Dundee is to become a "centre of excellence" in electronic health research as part of a new £19m investment program.
Four facilities are being set up across the UK through a partnership government and charity funds. The other three will be based in London, Manchester and Swansea.
They will open towards the end of the year, with the aim of putting health records at the heart of medical research in the UK.
Each centre will aim to carry out cutting-edge research that links electronic health records with other forms of research and data.
Professor Andrew Morris, dean of the Dundee University's school of medicine, said: "This builds upon over 40 years' experience of using electronic patient records not only to drive improvements in the quality of healthcare in Scotland but also to innovate in the way we deliver clinical trials and discover the best treatment options for patients and communities."
A range of health conditions will be investigated, such as diabetes, cardiovascular disease and cancer. Researchers aim to identify more effective treatments, improve drug safety, assess risks to public health and study the causes of diseases and disability.

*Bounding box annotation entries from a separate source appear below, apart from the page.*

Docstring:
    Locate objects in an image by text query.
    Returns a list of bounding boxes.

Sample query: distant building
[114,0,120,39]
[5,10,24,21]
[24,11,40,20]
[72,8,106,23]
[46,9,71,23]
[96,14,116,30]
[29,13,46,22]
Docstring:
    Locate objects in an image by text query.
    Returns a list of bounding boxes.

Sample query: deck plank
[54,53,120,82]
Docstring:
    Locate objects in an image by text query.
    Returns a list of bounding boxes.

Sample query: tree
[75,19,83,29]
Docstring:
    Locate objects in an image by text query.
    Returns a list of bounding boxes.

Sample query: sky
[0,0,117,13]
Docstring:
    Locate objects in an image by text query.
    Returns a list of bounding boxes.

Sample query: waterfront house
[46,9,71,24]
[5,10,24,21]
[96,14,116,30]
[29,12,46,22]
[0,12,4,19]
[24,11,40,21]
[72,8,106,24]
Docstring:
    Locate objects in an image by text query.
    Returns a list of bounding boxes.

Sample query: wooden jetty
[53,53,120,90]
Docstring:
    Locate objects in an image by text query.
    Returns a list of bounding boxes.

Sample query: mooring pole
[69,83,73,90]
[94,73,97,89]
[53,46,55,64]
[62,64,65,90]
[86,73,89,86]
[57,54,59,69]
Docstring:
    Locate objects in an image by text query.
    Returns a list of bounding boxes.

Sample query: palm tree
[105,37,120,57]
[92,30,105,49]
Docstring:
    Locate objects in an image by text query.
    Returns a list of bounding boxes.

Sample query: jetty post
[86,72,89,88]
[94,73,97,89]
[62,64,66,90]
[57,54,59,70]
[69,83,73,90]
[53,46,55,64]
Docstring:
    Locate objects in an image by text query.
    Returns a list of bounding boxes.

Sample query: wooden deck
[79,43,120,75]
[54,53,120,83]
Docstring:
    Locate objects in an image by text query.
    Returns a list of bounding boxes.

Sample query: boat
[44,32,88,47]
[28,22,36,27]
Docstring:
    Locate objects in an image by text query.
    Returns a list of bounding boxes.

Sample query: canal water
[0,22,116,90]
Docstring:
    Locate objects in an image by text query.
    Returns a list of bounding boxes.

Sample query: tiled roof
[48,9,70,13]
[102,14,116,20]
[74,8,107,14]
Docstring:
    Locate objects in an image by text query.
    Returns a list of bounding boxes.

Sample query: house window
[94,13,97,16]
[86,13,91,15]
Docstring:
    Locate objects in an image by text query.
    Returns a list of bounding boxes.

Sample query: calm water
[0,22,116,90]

Professor Sir John Savill, chief executive of the Medical Research Council, said: "This is a watershed moment for data research and for the Medical Research Council, which I believe will deliver the benefits of e-health research, improving patient care over the coming years.
"The way in which the partner organisations have come together to invest in e-health underpins its importance and will help establish the UK as a world leader in this field."
Universities and Science Minister David Willetts added: "Thanks to the NHS and the UK's world-leading research base, we are uniquely positioned to use patient data to study disease and develop better treatments.
"The e-health centres are the first of their kind and have the potential to revolutionise health research. They will provide a vital insight into conditions affecting millions of people and ultimately bring benefits for patients."